Şengezer, Hazreti Ali’nin(e) ilmi hayatının yanı sıra idari hayatında da Müslümanların örnek aldığı mümtaz şahsiyetlerin başında geldiğini anlatarak, “Hazreti Ali(e) Efendimiz hayatının her aşamasında adaleti, hakkaniyeti, ahlakı ve takvayı sergilemiş, idareciliğinde de herkese eşit muamelede bulunmuş ve emri altındakilere de daima bunu telkin etmiştir. Ayrıca kendisi halka son derece şefkat göstermiş, devlet hazinesini onların hizmetine sunmuş, Müslüman olmayanların da haklarını ihmal etmemiştir.” ifadelerini kullandı.

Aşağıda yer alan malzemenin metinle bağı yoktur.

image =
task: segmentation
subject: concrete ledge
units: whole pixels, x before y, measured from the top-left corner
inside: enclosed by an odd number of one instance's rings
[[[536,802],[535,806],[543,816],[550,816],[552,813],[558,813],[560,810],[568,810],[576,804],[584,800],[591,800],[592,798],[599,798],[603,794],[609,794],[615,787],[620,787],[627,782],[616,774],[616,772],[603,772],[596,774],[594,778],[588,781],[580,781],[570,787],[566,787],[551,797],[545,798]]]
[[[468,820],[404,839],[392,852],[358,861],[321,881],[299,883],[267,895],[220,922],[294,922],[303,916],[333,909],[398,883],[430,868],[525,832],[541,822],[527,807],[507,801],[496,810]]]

Hz. Ali adalet ve eşitlik, hak ve insaf simgesi; rahmet, muhabbet ve ihsan örneğiydi. Nitekim Ehl-i Beyt okulu Hazret-i Ali’nin şahadetini, onun insan haklarını koruma, hakla adaleti ihya ve inşa etmedeki uzlaşmaz tutumundan dolayı şehit edilmesini iddia etmektedir.
Hz. Ali, İslam’ın sosyal adaleti ve içtimai felsefesini özde ve gerektirdiği gibi ihya ve inşa edilip, uygulanmasında ısrar ediyordu. Hz. Ali’nin Nechü’l-Belağa eserinde adaletle ilgili şöyle buyurduğu rivayet edilmektedir: “Akıllı ve zeki birisi Hz. Ali’ye şöyle bir soru yöneltti: “Adalet mi daha üstündür, yoksa cömertlik mi?” Hz. Ali cevabında buyurdu ki: “Adalet, işleri doğal mecrasına, yatağına koyar. Cömertlik ise, işleri doğal mecrasından çıkarır. Adalet, genel ve kapsamlı bir kanundur. Cömertlik ise, istisnai bir durumdur. O halde adalet bu ikisinin en üstünü ve en faziletlisidir.”[5] Nehcü’l-Belağa, kısa sözler: 437.
Son rivayetten de anlaşıldığı gibi adalet, genel ve kamuoyunu sevk ve idare eder. Yani genel hayatın temel kıstas ve ilkelerini belirler. Fakat cömertlik, özel bir istisnai durum arz eder ve özel şartlarda da bir insan başka bir insana cömertlikte, bağış ve fedakârlıkta bulunur.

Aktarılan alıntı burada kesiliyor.